她小心翼翼地拉住严卫东的手指头,睁着小兔子似的眼睛,无辜地看着他。
严卫东笑了起来。
他一手拎着药,一手拉着陶安可,就这样慢慢走出了医院。
走廊里偶尔有路人经过,看着陶安可的打扮都会投来暧昧的目光,严卫东皱着眉头,快走半步,把她挡在自己身后。
严卫东的手干燥而温暖,陶安可抓着他的手,只觉得自己全身上下都安定了下来。
严卫东在Q大医学院读研究生,住的宿舍是双人间,这个学期一开学,舍友就搬出宿舍和女朋友同居,只留下严卫东一个人住,硕大一个宿舍,正好被陶安可截了胡。
陶安可洗了个澡,穿着严卫东准备的T恤衫,虽然这已经是严卫东最小号的一件了,却还是生生被陶安可穿成了连衣裙。女孩子曾经在同龄人里傲视群雄的胸部彻底淹没在了布料里,让陶安可好一番懊恼。
她走出浴室,严卫东已经换了新床单,铺好了床。
“是我的旧衣服,你别嫌弃,先将就着用吧。”
陶安可点头如捣蒜。
她二话不说,钻进了被窝里,大口大口吸着被子里薄荷味沐浴液的味道,和严卫东身上一模一样的味道。
“陶安可,那边是我的床……”严卫东愣了愣,轻声说道。
可是小姑娘没有一点反应,他走过去,低头一看,却发现陶安可已经睡着了。
(3)
陶安可恋爱了。
整个“兔女郎”的人,都知道这件事。
徐珊珊趴在吧台上,看陶安可用新买的二手手机给严卫东发短信,丢了个大大的卫生球给她。
“大小姐,别痴心妄想了。那可是严家大少爷。

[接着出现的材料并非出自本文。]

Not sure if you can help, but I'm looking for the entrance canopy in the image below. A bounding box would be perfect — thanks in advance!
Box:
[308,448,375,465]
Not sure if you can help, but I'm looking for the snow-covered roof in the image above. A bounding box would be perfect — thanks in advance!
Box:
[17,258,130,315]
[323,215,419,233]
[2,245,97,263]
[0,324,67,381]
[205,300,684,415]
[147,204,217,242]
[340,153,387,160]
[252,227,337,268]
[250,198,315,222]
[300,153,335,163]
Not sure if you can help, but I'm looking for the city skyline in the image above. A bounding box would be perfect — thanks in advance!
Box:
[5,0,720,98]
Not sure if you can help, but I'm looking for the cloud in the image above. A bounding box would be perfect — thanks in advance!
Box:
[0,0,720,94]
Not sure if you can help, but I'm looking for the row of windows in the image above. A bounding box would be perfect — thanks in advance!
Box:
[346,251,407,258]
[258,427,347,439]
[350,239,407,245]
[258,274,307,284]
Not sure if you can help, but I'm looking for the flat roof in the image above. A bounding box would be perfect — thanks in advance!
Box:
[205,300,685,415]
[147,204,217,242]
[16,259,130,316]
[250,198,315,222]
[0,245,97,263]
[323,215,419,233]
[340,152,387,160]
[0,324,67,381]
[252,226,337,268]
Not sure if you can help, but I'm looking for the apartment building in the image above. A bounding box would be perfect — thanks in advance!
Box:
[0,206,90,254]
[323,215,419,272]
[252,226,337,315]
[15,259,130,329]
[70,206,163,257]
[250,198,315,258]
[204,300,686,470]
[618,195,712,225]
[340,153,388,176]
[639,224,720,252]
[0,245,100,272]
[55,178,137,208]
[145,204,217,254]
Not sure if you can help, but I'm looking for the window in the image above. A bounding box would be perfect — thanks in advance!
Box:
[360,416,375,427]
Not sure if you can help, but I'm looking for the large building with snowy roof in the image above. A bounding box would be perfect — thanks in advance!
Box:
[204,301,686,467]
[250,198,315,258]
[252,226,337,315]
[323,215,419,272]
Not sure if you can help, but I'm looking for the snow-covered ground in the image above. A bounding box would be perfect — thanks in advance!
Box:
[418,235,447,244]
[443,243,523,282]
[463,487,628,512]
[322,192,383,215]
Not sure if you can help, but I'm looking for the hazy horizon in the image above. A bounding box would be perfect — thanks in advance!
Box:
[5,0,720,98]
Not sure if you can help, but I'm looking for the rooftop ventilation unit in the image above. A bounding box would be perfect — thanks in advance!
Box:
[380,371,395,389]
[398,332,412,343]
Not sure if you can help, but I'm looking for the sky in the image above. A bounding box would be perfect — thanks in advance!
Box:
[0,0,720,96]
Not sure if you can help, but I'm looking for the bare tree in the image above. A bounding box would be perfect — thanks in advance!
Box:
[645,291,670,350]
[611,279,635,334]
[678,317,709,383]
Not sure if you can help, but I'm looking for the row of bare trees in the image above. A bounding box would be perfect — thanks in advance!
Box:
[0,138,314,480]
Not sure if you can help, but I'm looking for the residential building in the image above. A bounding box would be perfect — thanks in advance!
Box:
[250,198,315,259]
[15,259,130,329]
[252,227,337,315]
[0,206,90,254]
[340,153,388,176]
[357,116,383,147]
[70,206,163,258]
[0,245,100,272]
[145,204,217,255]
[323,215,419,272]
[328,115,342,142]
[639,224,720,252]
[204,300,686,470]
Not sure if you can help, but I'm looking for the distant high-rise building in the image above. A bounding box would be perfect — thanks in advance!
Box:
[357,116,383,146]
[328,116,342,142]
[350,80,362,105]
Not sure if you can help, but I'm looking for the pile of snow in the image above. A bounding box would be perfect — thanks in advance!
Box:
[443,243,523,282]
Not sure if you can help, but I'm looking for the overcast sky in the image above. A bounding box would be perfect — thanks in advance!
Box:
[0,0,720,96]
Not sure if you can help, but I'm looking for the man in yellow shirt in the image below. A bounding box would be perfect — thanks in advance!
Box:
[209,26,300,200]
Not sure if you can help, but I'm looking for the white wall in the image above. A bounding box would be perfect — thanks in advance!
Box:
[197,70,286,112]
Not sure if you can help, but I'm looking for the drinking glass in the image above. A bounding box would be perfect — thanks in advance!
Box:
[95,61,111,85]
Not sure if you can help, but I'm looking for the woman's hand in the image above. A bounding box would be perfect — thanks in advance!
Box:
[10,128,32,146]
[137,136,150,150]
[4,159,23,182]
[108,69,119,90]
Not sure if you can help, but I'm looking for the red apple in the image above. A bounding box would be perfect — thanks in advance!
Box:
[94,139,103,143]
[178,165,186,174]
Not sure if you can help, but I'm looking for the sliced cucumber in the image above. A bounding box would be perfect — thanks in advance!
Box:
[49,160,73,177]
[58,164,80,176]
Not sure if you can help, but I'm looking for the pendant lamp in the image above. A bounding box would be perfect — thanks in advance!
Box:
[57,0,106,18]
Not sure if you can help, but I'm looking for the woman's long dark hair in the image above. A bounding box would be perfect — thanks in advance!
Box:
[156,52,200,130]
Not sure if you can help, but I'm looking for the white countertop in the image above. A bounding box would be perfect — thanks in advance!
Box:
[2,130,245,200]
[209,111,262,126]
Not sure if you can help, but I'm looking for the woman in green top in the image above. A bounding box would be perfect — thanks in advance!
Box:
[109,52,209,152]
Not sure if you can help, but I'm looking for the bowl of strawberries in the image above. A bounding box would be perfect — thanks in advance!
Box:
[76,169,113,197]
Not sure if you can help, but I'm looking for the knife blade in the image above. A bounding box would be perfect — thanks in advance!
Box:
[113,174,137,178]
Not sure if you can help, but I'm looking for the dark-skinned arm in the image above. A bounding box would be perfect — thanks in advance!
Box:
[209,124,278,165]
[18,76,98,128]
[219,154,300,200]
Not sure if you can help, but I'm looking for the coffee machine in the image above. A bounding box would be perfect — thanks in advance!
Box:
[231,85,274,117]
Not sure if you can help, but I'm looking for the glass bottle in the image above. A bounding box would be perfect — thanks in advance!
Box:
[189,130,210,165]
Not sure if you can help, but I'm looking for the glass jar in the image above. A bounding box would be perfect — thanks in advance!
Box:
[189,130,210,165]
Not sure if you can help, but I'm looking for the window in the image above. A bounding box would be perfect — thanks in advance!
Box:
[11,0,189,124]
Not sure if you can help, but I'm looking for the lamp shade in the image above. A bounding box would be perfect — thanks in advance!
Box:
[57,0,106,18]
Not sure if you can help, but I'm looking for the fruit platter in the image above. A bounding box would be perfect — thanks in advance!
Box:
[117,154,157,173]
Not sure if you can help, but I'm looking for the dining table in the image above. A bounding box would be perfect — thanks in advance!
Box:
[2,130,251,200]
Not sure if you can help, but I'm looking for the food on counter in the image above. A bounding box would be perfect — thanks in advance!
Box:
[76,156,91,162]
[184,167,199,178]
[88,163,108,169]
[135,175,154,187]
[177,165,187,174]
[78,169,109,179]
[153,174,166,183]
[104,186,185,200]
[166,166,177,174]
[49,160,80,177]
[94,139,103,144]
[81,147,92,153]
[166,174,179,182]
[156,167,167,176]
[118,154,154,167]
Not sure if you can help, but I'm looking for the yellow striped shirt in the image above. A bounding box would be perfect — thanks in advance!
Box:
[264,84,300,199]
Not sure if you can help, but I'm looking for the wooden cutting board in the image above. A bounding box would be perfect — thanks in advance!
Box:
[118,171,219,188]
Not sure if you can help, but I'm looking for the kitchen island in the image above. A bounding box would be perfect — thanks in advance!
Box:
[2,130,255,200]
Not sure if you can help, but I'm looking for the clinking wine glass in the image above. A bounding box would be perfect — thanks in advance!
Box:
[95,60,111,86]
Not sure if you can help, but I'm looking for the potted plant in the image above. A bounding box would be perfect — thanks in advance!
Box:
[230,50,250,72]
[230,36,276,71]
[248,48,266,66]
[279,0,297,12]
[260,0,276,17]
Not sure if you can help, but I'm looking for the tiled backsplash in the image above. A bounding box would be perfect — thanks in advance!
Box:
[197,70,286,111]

全家都是正正经经的生意人,严三爷也要收山了,人家要娶娇滴滴的小公主,可不是你这种乱七八糟的女人。”
“我怎么就是乱七八糟的女人了?”陶安可狠狠瞪了闺蜜一眼,“我年轻啊,说不定以后我跟咱们老板娘似的,成了富一代呢!”
徐珊珊笑了起来:“陶安可,你傻了,你知不知道严家是什么概念,你以为就跟咱们老板娘似的开一个小酒吧那种。这么说吧,严家手指头漏出来一点,也够买咱们酒吧一条街一百遍了!”
陶安可愣住了。她转身跑出酒吧,跑到严卫东的宿舍楼下,大声喊着严卫东的名字,可是严卫东却不在宿舍,她这才想起来给严卫东打电话。
那天,严卫东的实验做到关键时刻,他看到陶安可的电话,微微有些怔忪,他接通了电话,听到陶安可大口大口地喘着粗气。
“严卫东,你在哪里?你在哪里?”
“安可,你怎么了?”
“我在你宿舍楼下,你不在,我、我不知道你在哪……”陶安可语无伦次地说着。
“我马上过去找你,你站在那里别动。”严卫东急匆匆说道,马上开始换衣服。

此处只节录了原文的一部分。